Testing Pod-to-Pod Communication
First, let’s capture pod IP addresses for our tests:
# Store pod IPs in variables
PODIP1=$(kubectl get pod -l app=netshoot-pod -o jsonpath={.items[0].status.podIP})
PODIP2=$(kubectl get pod -l app=netshoot-pod -o jsonpath={.items[1].status.podIP})
PODIP3=$(kubectl get pod -l app=netshoot-pod -o jsonpath={.items[2].status.podIP})
# Verify connectivityebetween pods
echo "Testing connectivity between pods..."
echo "Pod 1 ($PODIP1) to Pod 2 ($PODIP2):"
kubectl exec -it $PODNAME1 -- ping -c 2 $PODIP2
echo -e "\nPod 2 ($PODIP2) to Pod 3 ($PODIP3):"
kubectl exec -it $PODNAME2 -- ping -c 2 $PODIP3
echo -e "\nPod 3 ($PODIP3) to Pod 1 ($PODIP1):"
kubectl exec -it $PODNAME3 -- ping -c 2 $PODIP1
To understand the traffic flow, we can monitor packets on various interfaces:
# On worker node, monitor ICMP traffic across interfaces
sudo tcpdump -i any -nn icmp # All interfaces
sudo tcpdump -i eth1 -nn icmp # Secondary ENI
sudo tcpdump -i eth0 -nn icmp # Primary ENI
sudo tcpdump -i eni* -nn icmp # Specific ENI interface
On the worker node, inspect the routing setup.
# Check routing policy database
ip rule
# Sample output shows multiple routing tables:
# 0: from all lookup local
# 512: from all to 192.168.3.240 lookup main
# 512: from all to 192.168.3.251 lookup main
# 1024: from all fwmark 0x80/0x80 lookup main
# 32766: from all lookup main
# 32767: from all lookup default
# Examine local routing table
ip route show table local
# Shows detailed local route entries including:
# broadcast 127.0.0.0 dev lo proto kernel scope link src 127.0.0.1
# local 127.0.0.0/8 dev lo proto kernel scope host src 127.0.0.1
# broadcast 127.255.255.255 dev lo proto kernel scope link
# Check main routing table
ip route show table main
# Default route configuration:
# default via 192.168.1.1 dev eth0
# 192.168.3.0/24 dev eth0 proto kernel scope link src 192.168.3.121
External Pod Communication in EKS
The communication flow from pods to external networks is handled through Source Network Address Translation (SNAT) using the node’s eth0 IP address.

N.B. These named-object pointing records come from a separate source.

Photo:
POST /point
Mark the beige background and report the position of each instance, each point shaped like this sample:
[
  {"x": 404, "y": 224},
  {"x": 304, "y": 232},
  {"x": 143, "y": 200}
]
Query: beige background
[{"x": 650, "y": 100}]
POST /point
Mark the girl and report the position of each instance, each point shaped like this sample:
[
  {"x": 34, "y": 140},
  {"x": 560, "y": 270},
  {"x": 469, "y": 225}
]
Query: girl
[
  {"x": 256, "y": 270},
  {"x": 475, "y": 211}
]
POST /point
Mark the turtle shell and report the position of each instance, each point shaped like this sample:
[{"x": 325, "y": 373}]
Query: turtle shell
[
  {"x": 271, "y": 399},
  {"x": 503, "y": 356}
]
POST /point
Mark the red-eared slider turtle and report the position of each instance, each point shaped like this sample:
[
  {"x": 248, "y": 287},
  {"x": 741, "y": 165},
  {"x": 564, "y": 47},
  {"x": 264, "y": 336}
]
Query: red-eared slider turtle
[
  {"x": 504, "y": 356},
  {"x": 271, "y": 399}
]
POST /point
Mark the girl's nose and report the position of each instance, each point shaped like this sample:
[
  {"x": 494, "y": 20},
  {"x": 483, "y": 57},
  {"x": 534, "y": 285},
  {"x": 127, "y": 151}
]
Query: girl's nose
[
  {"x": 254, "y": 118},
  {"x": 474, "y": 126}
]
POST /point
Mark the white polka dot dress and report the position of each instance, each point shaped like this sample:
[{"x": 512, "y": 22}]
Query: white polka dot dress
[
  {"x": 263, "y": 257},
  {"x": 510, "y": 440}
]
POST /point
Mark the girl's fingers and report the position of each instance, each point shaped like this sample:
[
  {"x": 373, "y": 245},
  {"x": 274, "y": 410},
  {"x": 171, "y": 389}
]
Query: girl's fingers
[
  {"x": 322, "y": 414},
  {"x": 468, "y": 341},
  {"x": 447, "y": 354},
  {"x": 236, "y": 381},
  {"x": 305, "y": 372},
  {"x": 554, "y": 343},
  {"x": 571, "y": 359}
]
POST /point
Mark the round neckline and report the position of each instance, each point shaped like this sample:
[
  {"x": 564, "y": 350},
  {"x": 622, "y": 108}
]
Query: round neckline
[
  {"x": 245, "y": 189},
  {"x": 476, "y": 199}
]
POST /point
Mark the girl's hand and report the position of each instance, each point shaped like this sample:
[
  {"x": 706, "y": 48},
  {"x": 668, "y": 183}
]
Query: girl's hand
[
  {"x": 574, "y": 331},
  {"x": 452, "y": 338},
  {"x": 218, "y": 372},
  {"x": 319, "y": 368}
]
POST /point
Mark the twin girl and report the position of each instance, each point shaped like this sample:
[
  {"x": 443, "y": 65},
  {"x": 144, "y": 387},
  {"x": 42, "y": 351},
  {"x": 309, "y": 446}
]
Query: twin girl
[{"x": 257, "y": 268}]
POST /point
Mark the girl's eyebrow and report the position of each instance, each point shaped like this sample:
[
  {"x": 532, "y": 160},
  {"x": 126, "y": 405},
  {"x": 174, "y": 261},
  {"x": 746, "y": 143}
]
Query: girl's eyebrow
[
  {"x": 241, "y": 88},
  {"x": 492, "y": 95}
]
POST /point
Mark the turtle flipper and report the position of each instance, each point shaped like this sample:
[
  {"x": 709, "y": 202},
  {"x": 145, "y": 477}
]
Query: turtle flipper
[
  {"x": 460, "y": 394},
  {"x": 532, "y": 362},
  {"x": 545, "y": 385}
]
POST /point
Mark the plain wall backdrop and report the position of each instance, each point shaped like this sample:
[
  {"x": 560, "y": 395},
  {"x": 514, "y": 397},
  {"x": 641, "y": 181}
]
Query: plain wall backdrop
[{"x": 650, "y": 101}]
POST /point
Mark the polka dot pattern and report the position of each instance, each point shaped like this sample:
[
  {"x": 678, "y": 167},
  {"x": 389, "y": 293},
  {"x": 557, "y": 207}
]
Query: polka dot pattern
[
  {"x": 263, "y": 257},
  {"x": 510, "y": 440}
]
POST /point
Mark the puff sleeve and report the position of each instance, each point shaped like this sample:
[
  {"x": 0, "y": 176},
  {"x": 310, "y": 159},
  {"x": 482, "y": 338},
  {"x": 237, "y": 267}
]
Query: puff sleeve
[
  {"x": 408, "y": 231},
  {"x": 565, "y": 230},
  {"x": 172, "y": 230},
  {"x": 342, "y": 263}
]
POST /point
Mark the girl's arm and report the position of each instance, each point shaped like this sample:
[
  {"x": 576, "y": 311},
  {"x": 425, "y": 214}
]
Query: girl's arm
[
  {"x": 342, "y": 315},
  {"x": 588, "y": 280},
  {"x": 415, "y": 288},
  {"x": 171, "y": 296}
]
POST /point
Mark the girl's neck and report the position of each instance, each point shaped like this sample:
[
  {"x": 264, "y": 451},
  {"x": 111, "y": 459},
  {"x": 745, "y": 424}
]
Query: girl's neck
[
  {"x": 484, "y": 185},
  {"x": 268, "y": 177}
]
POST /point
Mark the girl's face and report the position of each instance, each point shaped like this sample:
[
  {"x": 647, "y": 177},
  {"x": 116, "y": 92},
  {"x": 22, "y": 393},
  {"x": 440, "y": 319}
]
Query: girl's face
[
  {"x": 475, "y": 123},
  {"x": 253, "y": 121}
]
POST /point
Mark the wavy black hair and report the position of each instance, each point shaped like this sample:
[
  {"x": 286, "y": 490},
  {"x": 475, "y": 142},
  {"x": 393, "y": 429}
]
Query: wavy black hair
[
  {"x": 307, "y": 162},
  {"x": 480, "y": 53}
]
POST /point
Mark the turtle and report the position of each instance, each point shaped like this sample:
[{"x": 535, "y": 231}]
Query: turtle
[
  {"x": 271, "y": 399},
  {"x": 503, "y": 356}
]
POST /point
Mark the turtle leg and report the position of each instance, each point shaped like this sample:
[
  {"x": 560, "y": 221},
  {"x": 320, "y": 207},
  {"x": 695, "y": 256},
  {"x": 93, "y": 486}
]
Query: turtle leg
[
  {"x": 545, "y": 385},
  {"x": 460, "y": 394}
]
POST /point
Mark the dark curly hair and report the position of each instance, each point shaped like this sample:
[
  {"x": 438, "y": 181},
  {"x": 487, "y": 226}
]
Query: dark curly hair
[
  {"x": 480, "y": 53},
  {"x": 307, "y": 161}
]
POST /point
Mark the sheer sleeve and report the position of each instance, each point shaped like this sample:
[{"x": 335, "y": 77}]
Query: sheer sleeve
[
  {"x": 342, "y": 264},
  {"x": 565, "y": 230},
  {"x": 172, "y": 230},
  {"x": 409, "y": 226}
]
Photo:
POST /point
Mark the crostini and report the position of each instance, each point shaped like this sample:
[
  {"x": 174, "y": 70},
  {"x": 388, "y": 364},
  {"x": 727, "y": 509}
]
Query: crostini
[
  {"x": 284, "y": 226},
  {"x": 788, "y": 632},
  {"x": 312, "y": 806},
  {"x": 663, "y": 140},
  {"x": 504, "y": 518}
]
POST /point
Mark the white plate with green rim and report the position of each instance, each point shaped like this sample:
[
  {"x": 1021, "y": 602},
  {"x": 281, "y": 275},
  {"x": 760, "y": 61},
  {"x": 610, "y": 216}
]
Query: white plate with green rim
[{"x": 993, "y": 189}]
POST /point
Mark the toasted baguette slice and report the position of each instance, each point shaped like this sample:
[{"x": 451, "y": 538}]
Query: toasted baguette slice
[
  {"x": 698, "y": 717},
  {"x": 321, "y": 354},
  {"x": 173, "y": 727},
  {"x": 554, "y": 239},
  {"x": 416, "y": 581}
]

Let’s explore this in detail with practical demonstrations.
# Test external connectivity from pod-1
echo "Testing external connectivity from pod-1..."
kubectl exec -it $PODNAME1 -- ping -c 1 www.google.com
# Test with shorter interval for continuous monitoring
kubectl exec -it $PODNAME1 -- ping -i 0.1 www.google.com
On the worker node, observe the ICMP traffic:
# Monitor all interfaces for ICMP traffic
sudo tcpdump -i any -nn icmp
# Focus on primary network interface
sudo tcpdump -i eth0 -nn icmp
Let’s examine the public IP addresses:
# Check public IPs of worker nodes
for node in $N1 $N2 $N3; do
echo "=== Public IP of node: $node ==="
ssh ec2-user@$node "curl -s ipinfo.io/ip"
echo
done
# Check public IP as seen by pods
for pod in $PODNAME1 $PODNAME2 $PODNAME3; do
echo "=== Public IP as seen from pod: $pod ==="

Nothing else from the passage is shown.